Do your homework. Know as much as possible about the organization by visiting their website. Check web pages including their Home page, About Us page, News page, and any other pages to help you understand what they do, their culture, their mission, and what’s important to them. Explore the organization’s social media pages including Facebook, Twitter, LinkedIn, Pinterest, and Instagram by checking their latest postings to see what they are sharing.


Know who you will be meeting with. Be sure to know the name and title of the person(s) you will be interviewing with so you can address them by name when you meet. This information will also be helpful when writing a thank you note and for any other follow up.

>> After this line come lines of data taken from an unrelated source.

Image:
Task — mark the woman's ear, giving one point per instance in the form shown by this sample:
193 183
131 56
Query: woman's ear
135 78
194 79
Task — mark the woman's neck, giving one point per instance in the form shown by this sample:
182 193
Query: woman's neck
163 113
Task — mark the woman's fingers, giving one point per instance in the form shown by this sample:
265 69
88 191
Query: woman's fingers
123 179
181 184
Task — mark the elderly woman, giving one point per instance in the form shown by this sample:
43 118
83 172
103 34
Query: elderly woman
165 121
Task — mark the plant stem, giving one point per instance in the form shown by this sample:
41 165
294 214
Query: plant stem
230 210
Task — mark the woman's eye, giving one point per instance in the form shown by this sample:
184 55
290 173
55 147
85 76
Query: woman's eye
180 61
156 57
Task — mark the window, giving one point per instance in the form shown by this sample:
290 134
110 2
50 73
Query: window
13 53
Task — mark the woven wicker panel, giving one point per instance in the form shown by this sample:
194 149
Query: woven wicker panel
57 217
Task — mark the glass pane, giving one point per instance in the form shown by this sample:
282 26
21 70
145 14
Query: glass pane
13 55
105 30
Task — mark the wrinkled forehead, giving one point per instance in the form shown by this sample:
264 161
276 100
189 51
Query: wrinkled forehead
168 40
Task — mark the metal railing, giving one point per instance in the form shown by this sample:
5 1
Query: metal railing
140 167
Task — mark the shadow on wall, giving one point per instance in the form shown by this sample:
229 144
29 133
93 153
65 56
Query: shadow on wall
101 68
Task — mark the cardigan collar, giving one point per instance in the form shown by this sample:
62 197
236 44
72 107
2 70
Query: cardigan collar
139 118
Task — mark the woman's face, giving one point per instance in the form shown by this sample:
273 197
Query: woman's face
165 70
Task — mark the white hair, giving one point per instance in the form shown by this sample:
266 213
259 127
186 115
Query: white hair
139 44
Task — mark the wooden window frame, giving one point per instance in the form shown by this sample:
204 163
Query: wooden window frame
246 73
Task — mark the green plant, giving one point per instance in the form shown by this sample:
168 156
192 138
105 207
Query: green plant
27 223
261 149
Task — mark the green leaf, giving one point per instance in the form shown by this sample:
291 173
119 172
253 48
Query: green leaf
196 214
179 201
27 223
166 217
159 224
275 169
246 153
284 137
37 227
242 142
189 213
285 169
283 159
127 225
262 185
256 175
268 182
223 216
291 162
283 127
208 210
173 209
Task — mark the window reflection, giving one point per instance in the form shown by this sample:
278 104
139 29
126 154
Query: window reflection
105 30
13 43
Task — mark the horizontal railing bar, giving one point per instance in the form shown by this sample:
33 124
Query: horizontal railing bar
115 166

Be prepared for the discussion. Update your resume to include previous experiences, projects, and accomplishments that compliment and add value to the new position. Make mental or written notes to help you verbally Illustrate examples of your work, achievements, and relevant experiences. For example, negotiating vendor contracts, heading up a volunteer committee or making company presentations are all worthy mentions. You should also be ready to discuss what challenges you faced and conquered, things you were most proud of, and experiences that will help you in the new position.


Ask questions. Have a few questions ready that show you are genuinely interested in the job. For example, ask if the position is a new one or what types of challenges the position may encounter in the upcoming year.


Follow up! As the interview comes to a close, ask for business cards or email addresses if appropriate. You will need the details to send along a thank you note as soon as possible (within 24 hours after the interview) to express your appreciation for their time. Be sure to let them know that you are looking forward to joining the team and would be happy to provide any additional information. Hand written notes, although impressive, are not necessary.


Remember, half the battle of getting the new position is won once your interview is scheduled. Now it’s your time to shine and to show the interviewer why you truly are the perfect match. Ask yourself why you believe you are a fit for the job and get ready to convince the organization.